Un débat s’est instauré sur la mise en place du PEDT, de la place de l’animateur dans cette discussion. Au vu de la forte volonté des animateurs de prendre une place importante dans le dispositif, la CFTC-EPR a rappelé qu’il était difficile de concilier les intérêts de chacun du moment que les lois et règles étaient différentes d’un ministère à un autre, sans concertation au préalable de ces ministères sur le fonctionnement général. Sur le choix du coordinateur de l’action, la CFTC-EPR a rappelé son attachement à la mise en place d’un statut du directeur lui permettant de disposer des moyens d’organiser le partenariat entre l’éducation nationale, les municipalités, les associations, la Jeunesse et Sport.

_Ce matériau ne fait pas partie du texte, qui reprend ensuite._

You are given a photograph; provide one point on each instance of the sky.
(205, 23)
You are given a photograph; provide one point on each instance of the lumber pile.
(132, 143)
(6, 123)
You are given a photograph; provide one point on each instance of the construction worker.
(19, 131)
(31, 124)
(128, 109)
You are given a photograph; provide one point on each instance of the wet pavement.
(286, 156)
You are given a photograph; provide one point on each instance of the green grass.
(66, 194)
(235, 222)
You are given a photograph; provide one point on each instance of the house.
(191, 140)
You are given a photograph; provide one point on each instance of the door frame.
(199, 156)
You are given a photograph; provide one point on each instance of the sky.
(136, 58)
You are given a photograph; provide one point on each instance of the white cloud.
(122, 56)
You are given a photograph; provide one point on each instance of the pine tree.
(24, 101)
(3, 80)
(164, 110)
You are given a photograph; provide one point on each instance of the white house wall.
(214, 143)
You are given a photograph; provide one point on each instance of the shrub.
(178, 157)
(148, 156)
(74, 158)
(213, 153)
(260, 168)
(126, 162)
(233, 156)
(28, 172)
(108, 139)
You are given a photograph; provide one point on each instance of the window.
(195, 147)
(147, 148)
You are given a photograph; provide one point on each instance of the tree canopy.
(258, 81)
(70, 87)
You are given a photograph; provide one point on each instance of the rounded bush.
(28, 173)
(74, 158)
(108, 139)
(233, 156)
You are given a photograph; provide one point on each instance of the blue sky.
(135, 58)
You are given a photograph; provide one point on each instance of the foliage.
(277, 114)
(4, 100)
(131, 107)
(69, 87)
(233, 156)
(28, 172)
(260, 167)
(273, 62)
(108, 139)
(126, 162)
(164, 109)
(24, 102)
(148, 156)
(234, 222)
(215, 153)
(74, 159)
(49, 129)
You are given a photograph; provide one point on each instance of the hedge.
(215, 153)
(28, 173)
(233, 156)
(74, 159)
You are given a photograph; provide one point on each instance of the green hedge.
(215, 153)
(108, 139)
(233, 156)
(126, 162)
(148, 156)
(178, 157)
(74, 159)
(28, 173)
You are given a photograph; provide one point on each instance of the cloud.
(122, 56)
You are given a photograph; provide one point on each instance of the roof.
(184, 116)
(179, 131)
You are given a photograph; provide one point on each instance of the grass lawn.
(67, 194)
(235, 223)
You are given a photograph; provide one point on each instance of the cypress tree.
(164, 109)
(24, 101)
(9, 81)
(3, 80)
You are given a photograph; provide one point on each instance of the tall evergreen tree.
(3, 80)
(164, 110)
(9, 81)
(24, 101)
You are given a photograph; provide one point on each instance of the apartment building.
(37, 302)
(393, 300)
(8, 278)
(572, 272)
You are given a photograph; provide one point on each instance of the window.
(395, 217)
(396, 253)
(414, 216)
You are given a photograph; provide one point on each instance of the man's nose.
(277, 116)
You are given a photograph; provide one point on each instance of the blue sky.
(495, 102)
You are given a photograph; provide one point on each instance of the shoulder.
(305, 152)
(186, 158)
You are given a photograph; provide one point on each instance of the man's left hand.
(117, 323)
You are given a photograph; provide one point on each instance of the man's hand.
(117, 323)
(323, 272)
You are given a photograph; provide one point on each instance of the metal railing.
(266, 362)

Au regard des différents éléments exposés, la CFTC-EPR a conclu que la réforme des rythmes scolaires mise en place en 2013 et généralisée en 2014 est loin d’avoir atteint ses objectifs, tant en matière pédagogique et sociale, notamment au regard de ses conséquences financières pour les collectivités territoriales, l’État et les familles.
Aussi, la CFTC-EPR a proposé la possibilité pour les écoles d’adapter la mise en place d’une organisation de la semaine scolaire qui correspond à leur situation. Pour la CFTC-EPR, cela passe par l’autonomie des écoles et la suppression de la contrainte des cinq matinées, la création d’un statut pour la direction d’école et au retour pour l’IEN à un rôle de formateur, d’accompagnateur et de personne ressource pédagogique.
La CFTC-EPR remercie la commission d’avoir été à son écoute. Le rapport final de la commission sera présenté en milieu d’année.